Family and friends back home can rest assured knowing their loved ones are safer than ever thanks to the scrupulous tax dollar investments toward force protection upgrades made in the past month. Hundreds of thick concrete barriers now line the roads around post to keep the humvees from veering off into the thick dust. Dust clouds can reduce visibility in an instant and make you cough. A few of these countless barriers also protect a couple vital structures from vehicle borne improvised explosive devices. Although impossible, it can be conceived that one of these vehicles and drivers could pass completely undetected through the triple tiered base entrance security checks and gates.

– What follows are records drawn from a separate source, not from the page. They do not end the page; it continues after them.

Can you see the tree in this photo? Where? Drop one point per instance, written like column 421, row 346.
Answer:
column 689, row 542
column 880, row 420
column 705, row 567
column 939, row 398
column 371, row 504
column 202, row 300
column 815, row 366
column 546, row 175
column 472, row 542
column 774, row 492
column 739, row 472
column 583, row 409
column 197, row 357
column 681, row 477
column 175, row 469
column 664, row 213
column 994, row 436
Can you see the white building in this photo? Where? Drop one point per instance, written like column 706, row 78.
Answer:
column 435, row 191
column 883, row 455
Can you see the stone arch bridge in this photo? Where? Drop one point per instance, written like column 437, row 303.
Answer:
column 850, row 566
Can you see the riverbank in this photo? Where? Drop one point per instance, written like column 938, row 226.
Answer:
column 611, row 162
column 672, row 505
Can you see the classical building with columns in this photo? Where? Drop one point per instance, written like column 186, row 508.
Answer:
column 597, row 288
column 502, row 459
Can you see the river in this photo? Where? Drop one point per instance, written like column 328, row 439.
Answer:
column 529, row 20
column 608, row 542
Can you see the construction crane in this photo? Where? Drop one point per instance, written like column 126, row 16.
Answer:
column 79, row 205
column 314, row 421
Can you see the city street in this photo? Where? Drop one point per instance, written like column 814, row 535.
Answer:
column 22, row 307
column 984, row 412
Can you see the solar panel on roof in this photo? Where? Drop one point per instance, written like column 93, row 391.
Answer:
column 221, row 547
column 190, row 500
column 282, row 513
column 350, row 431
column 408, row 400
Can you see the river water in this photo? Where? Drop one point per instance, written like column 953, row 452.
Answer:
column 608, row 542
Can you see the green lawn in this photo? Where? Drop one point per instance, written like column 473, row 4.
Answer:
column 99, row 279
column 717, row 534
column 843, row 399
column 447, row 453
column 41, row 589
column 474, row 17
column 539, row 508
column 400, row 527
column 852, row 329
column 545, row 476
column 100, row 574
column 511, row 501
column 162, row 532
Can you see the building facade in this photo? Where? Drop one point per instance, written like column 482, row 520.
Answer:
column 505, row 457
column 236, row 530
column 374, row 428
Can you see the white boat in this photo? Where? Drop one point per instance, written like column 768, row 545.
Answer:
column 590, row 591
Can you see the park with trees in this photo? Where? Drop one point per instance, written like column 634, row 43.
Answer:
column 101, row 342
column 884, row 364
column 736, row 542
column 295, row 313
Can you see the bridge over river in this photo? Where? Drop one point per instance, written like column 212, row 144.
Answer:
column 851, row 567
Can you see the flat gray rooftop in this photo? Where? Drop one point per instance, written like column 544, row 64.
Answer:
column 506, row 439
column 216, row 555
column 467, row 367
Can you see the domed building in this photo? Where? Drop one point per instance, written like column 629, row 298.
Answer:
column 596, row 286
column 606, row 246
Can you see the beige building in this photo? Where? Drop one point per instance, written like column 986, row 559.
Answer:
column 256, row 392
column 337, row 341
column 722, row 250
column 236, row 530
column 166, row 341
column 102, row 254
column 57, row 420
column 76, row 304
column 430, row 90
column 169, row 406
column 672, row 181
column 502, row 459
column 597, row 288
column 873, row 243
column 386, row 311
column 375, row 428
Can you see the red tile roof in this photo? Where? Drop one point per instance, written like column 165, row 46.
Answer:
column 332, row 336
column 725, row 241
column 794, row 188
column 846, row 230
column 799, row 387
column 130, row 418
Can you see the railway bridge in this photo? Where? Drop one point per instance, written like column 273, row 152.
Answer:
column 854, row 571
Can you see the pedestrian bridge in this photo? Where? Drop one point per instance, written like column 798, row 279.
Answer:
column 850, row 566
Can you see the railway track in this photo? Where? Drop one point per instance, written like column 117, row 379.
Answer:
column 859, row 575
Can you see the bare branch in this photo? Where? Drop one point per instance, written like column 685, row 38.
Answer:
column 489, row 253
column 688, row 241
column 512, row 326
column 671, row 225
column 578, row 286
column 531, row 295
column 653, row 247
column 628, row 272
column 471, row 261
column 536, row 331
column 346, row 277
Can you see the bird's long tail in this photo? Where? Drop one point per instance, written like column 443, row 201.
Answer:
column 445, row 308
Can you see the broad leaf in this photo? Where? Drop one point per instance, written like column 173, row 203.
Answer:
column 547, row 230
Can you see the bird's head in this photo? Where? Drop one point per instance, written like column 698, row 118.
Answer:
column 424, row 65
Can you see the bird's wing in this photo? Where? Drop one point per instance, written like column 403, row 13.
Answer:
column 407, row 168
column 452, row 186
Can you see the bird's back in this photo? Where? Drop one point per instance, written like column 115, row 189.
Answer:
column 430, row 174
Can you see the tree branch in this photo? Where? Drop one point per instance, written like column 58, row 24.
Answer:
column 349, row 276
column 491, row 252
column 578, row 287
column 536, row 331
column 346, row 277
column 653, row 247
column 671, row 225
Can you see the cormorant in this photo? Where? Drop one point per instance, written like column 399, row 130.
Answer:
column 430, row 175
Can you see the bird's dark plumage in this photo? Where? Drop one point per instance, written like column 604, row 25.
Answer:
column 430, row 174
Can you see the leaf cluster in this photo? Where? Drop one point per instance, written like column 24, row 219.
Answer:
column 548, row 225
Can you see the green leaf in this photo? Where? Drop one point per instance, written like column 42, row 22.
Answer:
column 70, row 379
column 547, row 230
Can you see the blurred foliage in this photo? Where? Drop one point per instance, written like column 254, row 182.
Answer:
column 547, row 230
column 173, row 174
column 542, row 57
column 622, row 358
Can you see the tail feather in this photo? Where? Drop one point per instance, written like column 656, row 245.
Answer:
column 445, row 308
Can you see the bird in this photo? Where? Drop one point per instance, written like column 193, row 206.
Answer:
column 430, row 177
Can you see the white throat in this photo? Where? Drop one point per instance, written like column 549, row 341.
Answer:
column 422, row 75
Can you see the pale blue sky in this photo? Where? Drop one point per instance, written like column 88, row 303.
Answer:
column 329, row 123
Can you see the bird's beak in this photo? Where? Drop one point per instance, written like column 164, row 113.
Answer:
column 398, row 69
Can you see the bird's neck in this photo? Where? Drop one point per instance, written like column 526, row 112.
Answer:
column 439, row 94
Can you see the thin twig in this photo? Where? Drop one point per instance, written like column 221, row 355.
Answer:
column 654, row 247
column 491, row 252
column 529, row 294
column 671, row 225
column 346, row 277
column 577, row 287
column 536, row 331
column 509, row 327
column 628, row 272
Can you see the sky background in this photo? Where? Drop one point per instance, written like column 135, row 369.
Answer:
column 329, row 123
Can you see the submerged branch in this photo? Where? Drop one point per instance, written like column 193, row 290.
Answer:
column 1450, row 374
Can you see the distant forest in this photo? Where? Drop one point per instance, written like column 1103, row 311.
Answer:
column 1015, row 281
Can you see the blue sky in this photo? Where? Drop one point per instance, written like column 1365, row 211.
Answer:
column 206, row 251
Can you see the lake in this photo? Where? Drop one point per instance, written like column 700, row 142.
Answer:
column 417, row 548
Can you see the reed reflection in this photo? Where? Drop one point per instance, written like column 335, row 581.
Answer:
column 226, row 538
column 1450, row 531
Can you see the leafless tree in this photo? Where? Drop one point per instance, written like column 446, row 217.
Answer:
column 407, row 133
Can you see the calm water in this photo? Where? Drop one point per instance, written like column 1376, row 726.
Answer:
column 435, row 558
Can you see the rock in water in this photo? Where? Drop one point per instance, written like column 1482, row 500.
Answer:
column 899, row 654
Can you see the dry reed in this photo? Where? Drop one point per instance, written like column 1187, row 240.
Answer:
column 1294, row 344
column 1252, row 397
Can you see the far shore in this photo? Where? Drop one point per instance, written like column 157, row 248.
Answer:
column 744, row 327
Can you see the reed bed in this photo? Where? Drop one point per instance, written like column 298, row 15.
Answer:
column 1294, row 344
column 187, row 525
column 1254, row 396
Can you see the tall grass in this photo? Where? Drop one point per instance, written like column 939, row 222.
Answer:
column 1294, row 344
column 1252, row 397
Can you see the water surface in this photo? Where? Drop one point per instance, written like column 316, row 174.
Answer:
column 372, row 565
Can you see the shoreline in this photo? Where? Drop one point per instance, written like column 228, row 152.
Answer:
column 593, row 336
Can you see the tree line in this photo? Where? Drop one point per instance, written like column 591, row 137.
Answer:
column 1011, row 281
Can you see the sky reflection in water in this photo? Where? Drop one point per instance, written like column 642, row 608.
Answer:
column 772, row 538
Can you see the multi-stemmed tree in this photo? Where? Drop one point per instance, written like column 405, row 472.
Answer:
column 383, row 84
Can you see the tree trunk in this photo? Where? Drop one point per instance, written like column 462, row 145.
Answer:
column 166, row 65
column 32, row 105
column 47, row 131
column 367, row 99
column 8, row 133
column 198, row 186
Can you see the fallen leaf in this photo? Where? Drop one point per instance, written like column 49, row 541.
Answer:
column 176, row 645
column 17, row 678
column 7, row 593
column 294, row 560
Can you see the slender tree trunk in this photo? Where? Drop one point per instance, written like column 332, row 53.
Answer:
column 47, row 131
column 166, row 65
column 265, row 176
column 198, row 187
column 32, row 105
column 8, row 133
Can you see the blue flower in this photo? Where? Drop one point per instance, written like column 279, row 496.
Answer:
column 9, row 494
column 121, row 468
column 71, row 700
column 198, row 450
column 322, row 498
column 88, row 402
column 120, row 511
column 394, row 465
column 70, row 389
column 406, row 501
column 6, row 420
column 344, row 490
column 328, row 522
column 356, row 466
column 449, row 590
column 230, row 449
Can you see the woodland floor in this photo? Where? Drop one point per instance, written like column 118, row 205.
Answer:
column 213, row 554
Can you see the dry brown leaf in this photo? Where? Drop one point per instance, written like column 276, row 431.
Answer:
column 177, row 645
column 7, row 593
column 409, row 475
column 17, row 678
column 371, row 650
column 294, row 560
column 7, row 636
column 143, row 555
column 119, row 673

Lastly, I feel palpably more at ease in our camp dining facility after yesterday. All non-Department of Defense personnel (Arabs and Indians) now have their own entrance line at the dining facility where they are individually searched by the ubiquitous Ugandans. Even though our unit interpreters endanger their lives daily alongside the troops, have been shot by snipers, been blown up by IEDs, had their families threatened and harassed, provided first aid for wounded Soldiers, and so on, when they get on post, you simply can't trust them--even after having undergone extensive background checks, routine security screening interviews, and receiving color-coded access badges. When I saw how many pocket knives the guards had confiscated in the first day alone I was flabbergasted. Fifty of these Sri Lankan laundry workers and Jordanian interpreters were carrying concealed weapons right under our noses! That many men could have easily overpowered me and my 9mm Beretta should I have been the lone Soldier dining with dozens of suddenly fanatical contractors armed with whittling knives. Even some of the Iraqi interpreters I know had the umbrage to complain to me about the safety measures, so I set them straight. They had no gratitude for the vast improvement to their own personal safety. I personally think we could improve our situation even more by requiring all Muslims on base to sew green crescents onto their shirt sleeves. Then I could sleep just a bit sweeter at night.

Safety is our number one concern here on Camp Ramadi. Rest assured your tax money is put to good use; your family members are secure.